Je te remercie Youggo pour ton article sur Bois d’Ascèse, car je pense que tu m’as fait découvrir un de mes parfums d’hiver préférés. Bon, je l’ai trouvé sur le site Nose, qui apparemment est kitch-hype (sincèrement, je m’en moque, partisane du pragmatisme-je prends là où je trouve). J’ai bien aimé ta comparaison d’un homme des bois en dandy, car c’est un peu ce qu’il m’inspire.

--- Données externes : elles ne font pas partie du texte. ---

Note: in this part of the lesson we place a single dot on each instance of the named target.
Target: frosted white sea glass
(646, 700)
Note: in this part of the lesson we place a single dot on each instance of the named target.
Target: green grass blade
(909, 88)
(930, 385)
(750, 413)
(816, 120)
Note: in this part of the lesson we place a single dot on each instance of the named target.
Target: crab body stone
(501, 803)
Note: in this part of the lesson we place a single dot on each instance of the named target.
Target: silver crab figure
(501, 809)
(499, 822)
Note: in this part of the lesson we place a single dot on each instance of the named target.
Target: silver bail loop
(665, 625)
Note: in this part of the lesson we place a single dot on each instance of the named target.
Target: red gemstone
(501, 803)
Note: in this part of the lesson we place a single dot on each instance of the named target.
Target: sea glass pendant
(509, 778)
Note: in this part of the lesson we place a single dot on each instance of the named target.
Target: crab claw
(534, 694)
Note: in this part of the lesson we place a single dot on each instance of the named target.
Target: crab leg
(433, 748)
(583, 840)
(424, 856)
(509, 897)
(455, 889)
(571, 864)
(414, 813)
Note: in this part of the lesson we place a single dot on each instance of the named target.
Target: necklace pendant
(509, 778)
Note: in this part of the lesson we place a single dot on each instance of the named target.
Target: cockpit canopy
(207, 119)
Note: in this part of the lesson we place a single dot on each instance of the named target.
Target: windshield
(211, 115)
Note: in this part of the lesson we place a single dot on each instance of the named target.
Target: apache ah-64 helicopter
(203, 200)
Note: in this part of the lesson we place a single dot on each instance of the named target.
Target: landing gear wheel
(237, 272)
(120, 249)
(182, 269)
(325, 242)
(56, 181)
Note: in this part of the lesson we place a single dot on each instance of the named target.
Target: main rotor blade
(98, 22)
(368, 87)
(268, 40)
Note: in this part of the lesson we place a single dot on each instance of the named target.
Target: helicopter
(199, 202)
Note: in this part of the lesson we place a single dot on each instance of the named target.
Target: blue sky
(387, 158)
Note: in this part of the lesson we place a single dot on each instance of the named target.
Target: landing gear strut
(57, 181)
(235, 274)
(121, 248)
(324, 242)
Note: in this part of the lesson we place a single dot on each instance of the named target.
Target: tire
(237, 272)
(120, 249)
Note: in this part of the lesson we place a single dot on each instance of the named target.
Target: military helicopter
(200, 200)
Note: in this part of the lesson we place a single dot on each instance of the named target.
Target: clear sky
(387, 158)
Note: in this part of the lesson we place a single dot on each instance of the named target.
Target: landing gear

Le jus : la note de tête, la primaire pour moi n’est pas fumée, mais métallique, cela me fait penser à la grille d’entrée en métal d’un cimetière de village ardennais (ben le mien) battu par les pluies et le vent. Ensuite, effectivement, je sens bien les notes fumées, pas acres, ces cendres froides que décrit AdRem, je trouve ces notes (attention, je m’emballe) mystiques. Il y a quelque chose de doux et d’un peu païen dans cette senteur là. Le fond du parfum ne m’évoque rien de plus, juste cette douceur fumée qui peut paraître rustique et élémentaire à certains, alors qu’elle m’évoque justement beaucoup de profondeur spirituelle.

Bravo au nez qui l’a créé, pour l’élégance charbonnée et la volonté de son parti pris.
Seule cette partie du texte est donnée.